Cet outil servira principalement au perfectionnement professionnel et personnel,
plutôt qu'à la sélection d'employés. Sont apparus également plusieurs
autres outils prétendant pouvoir mesurer l’IE (le QE-i de Bar-On, le test de
QI émotionnel de Mayer et Salovey, et la « carte QE de Essi Systems. ») et
convenir à la sélection d'employés.
On délibère toujours quant à ces outils et à d'autres instruments. Il
importe de mentionner qu’il existe peu de travaux de recherche pour valider
ces instruments. Il faut dès lors considérer avec prudence ces outils et leur
prétendue utilité au sein d’un contexte organisationnel (dotation en
personnel, consultations, réduction d’effectifs). Toutefois, la question de l’utilité
de ces instruments dans le milieu du secteur public offre de bonnes perspectives
de recherche. Il est encourageant de constater que le Emotional
Intelligence Consortium, dirigé par Goleman, prend des mesures pour
répondre aux questions les plus fondamentales en matière de recherche qui
entourent l'intelligence émotionnelle. Le concept d’intelligence
émotionnelle pourrait s’avérer utile pour mieux comprendre et déterminer
les qualités personnelles non cognitives qui seront exigées des leaders du
secteur public de demain. Il se peut de plus que l’intelligence émotionnelle,
une fois mieux comprise, présente des caractéristiques communes avec d’autres
moyens très acceptés d’évaluation de la personnalité. L’IE pourrait en
fait se révéler un élément de la personnalité mesurable par des instruments
existants déjà bien validés.
Évaluation générale
À l’heure actuelle, on a publié peu de travaux de recherche fondamentale
traitant soit de l'intelligence émotionnelle soit des façons de la mesurer.
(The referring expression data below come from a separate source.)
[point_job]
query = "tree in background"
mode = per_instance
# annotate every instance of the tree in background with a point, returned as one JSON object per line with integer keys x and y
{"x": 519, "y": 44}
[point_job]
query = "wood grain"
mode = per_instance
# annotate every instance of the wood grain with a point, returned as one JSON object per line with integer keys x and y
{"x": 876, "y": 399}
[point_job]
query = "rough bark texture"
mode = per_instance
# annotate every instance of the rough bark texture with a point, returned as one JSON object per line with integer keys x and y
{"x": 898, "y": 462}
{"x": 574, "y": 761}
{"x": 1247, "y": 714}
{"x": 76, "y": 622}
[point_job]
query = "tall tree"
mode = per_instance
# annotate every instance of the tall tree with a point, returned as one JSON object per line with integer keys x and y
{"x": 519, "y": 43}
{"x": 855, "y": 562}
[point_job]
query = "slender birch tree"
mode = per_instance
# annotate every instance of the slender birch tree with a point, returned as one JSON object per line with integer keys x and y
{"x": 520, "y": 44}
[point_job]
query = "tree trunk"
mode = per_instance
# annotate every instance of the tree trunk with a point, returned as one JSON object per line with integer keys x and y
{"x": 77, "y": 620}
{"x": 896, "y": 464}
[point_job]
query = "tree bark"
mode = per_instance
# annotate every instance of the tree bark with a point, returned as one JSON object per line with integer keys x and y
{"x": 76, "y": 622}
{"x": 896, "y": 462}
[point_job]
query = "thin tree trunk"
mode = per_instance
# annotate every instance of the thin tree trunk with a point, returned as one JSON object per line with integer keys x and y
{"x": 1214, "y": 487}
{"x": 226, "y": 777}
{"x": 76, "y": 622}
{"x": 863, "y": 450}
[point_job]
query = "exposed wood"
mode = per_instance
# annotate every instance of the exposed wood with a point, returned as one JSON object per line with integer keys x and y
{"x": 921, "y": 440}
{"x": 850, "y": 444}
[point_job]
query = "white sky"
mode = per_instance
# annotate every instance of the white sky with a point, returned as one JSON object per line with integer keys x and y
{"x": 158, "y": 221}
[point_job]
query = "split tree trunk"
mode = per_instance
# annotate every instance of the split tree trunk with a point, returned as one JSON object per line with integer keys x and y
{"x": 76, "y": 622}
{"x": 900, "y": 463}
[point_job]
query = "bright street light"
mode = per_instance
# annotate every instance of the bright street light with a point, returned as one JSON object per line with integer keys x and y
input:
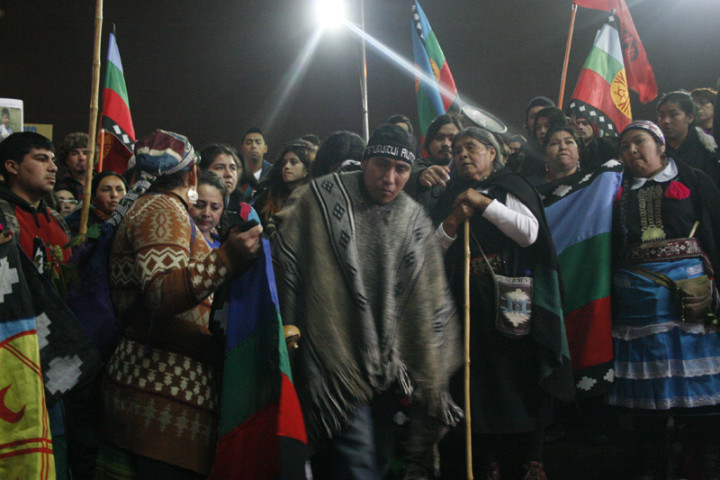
{"x": 330, "y": 13}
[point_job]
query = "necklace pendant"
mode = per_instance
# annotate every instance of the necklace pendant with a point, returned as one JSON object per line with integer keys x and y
{"x": 652, "y": 233}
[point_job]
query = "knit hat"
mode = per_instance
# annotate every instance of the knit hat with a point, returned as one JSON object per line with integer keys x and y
{"x": 484, "y": 136}
{"x": 539, "y": 101}
{"x": 164, "y": 153}
{"x": 648, "y": 126}
{"x": 391, "y": 141}
{"x": 160, "y": 153}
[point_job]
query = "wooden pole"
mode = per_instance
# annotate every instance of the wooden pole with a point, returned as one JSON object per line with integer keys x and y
{"x": 468, "y": 422}
{"x": 92, "y": 130}
{"x": 101, "y": 149}
{"x": 561, "y": 97}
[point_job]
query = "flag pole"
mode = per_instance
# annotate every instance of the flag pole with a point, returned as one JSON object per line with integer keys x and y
{"x": 567, "y": 57}
{"x": 468, "y": 422}
{"x": 92, "y": 133}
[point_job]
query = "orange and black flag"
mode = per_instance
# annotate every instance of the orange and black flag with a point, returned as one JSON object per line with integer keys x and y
{"x": 117, "y": 134}
{"x": 26, "y": 449}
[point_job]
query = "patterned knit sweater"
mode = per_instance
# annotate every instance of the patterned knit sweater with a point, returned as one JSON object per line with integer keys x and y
{"x": 159, "y": 392}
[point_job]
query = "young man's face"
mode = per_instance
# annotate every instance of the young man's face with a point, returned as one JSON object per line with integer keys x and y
{"x": 440, "y": 148}
{"x": 253, "y": 148}
{"x": 34, "y": 176}
{"x": 385, "y": 178}
{"x": 584, "y": 128}
{"x": 76, "y": 161}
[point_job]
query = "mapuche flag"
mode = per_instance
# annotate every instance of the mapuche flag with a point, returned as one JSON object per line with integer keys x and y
{"x": 433, "y": 97}
{"x": 26, "y": 449}
{"x": 115, "y": 120}
{"x": 601, "y": 93}
{"x": 579, "y": 213}
{"x": 640, "y": 76}
{"x": 262, "y": 431}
Toutefois, cela demeure un domaine très intéressant et potentiellement
important qui mérite d'être surveillé. Le concept d’intelligence
émotionnelle présente certaines des caractéristiques d’une mode et n'est
pas sans soulever de controverse. La presse populaire, dans la mesure où l'on
peut la citer pour témoigner de l’opinion des milieux professionnels, conclut
que le milieu des ressources humaines appuie, dans l’ensemble, le concept de l’IE,
alors que le milieu de la formation resterait très sceptique. Les psychologues
du personnel semblent indifférents, sinon à peine curieux, à l’égard de l’IE,
étant donné que l’idée n’a rien de particulièrement nouveau. Les
citations ci-dessous tirées d’articles parus récemment illustrent les deux
points de vue.
Extrait du HR Magazine :
Qu’est-ce qui distingue les grands artistes des travailleurs
ordinaires? Le QI? Détrompez-vous!
En des termes plus savants, disons que l’IE peut se définir comme une
panoplie d’aptitudes et d’habiletés non cognitives qui influent sur la
capacité d’une personne à affronter les exigences et les pressions
externes. (Traduction libre)
Novembre 1997, p. 72
Extrait de la revue Training :
D’après Goleman, le quotient émotionnel d’une personne, ou QE,
pourrait en fait indiquer mieux que le QI si cette personne réussira
dans la vie. Il s’agit là d’un postulat fort attrayant,... mais dont les
fondements sont très peu solides.
Le QE a un côté plus sympathique (les personnes aimables arrivent
enfin premières), mais tout ne va pas pour le mieux dans le meilleur des
mondes. En l’occurrence, les tentatives effectuées pour mesurer le QE sont
d’une superficialité alarmante. (Traduction libre)
Janvier 1996, p. 8
Le QE représente une façon fictive de mesurer tout ce qui n’est pas
QI et avec quoi nous parvenons à tracer notre chemin dans la vie... L’expression
quotient émotionnel, par opposition au QI, est de nature fictive dans la
mesure où aucun test n’a été approuvé pour déterminer le QE d’une
personne. Cette expression provient non pas d’un ouvrage scientifique, mais
d’un jeu-questionnaire paru dans USA Today l’an passé. Il s’agit
d’un fait qui en dit long sur l’endroit où résident les intérêts à l’égard
du QE. (Traduction libre)
Avril 1996, p. 50
Extrait de Personnel Psychology :
Dans quelle mesure le QE est-il utile aux gestionnaires, aux
enseignants, aux chercheurs, aux parents ou au public en général? Voilà une
question à laquelle il faut s’empresser de répondre. Selon Goleman, il y a
tout lieu de croire que l’IE explique à peu près tout. Si tel est le cas,
peut-être alors ce concept n’explique-t-il rien du tout. Étant donné sa
nature générale, il englobe de nombreux autres concepts psychologiques qui,
eux, ont déjà fait l’objet d’études approfondies. (Traduction
libre)
Automne 1996, p. 711
Conclusion
Tout ce qui concerne l’aspect des facteurs non cognitifs lié au rendement
au travail (p. ex., la personnalité, l’intelligence émotionnelle, la
créativité, etc.) présente assurément de belles perspectives de recherche
pour la CFP. Il est généralement admis que les facteurs non cognitifs
constituent des facteurs déterminants dans notre comportement au travail, en
particulier dans un milieu de travail en constante évolution. Il reste à
déterminer quels sont les concepts et les méthodes d'évaluation qui offrent
une certaine valeur, qui contribuent à la dotation fondée sur le mérite et
qui nous aident à mieux comprendre le milieu du secteur public.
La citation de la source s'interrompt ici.